Ainda é comum encontrar aqueles que utilizam a afirmação de que a atividade de comunicação gera resultados intangíveis e, consequentemente, imensuráveis, para se esconderem. Algumas empresas até aceitam esse discurso, mas entram no mesmo jogo e acabam por esconder a área de comunicação, reservando a ela um papel puramente operacional e no topo da lista do corte de verba. Há outros tantos que afirmam medir resultados, mas utilizam indicadores absolutamente desvinculados do planejamento estratégico da organização.
Há muitos profissionais que defendem as mídias sociais, as novas tecnologias e os influenciadores digitais como estratégia de comunicação. Mídia, como o nome diz, é meio; tecnologia é e sempre foi simplesmente tecnologia; e influenciador é público meio (e não público fim). Nenhum desses substantivos pode ser considerado estratégia de comunicação ou a disrupção da área, mas pode estar inserido em um contexto de negócios, alinhado com os objetivos da organização, dentro de uma estratégia macro de comunicação, com indicadores e metas.
Situações assim levam toda a área de comunicação para o quartinho dos fundos das empresas. Não convive com a alta direção, não tem acesso a informações confidenciais em primeira mão e é lembrada somente para divulgações ou quando alguém precisa de “um texto engajador”.
Se na fábula acima o diretor de comunicação tivesse elencado ações de relacionamento com influenciadores digitais alinhadas com o objetivo de aumento de vendas qualificadas, tendo como indicador de sucesso a medição de clientes gerados por esse meio, tudo seria diferente. O diretor financeiro entenderia a razão de liberar verba, o diretor comercial mobilizaria sua equipe em benefício do projeto, o diretor de RH repensaria a estrutura da área e o presidente consideraria envolver a comunicação em situações mais relevantes e críticas.
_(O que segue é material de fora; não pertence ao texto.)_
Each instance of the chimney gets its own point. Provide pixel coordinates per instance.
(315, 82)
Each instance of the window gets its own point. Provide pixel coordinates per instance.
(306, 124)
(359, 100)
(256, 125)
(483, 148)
Avançando na questão, o termo “resiliência” e a capacidade de predição e análise são habilidades desejadas em todos os funcionários, ou pelo menos nos gestores. Estar sempre aberto a ajustar o planejamento, cercar-se de informações e pessoas que ajudem a prever riscos e oportunidades e analisar tudo o que está à mão dá um toque estratégico e de resultados à comunicação.
Nesse quesito, a tecnologia pode ser uma aliada ou uma adversária, pois é capaz de nos distanciar da realidade das pessoas. Andar pela fábrica, observar o comportamento dos consumidores dentro das lojas e ter contatos pessoais devem complementar pesquisas online e planilhas. É algo muito similar à humanização dos serviços, ou servicização, um modelo bastante em curso nas empresas. É contraditório imaginar uma comunicação não humanizada ou afastada das pessoas, mas essa situação tem sido muito presente. O anúncio em voz alta no salão pode ser mais efetivo do que um e-mail, um encontro pessoal mais impactante do que um vídeo, uma experiência presencial mais tocante e engajadora do que um jogo virtual.
Quando nos afastamos do estratégico e não revisamos as ações periodicamente com olhos na evolução dos resultados dessas ações, corremos o risco de cair na armadilha de mecanizar nossa prática. E quanto mais mecânica for uma atividade, mais ela tende a ser substituída por robôs ou desvalorizada nas organizações.
Comunicar é algo que se aprende desde o primeiro choro – que, em si, já é comunicação. Os grandes diferenciais dos comunicadores atuais são a capacidade de se manter simples utilizando novas tecnologias, ser percebido como estratégico mesmo com impactos intangíveis, e mirar resultados de negócios para a organização sem perder o senso de humanidade.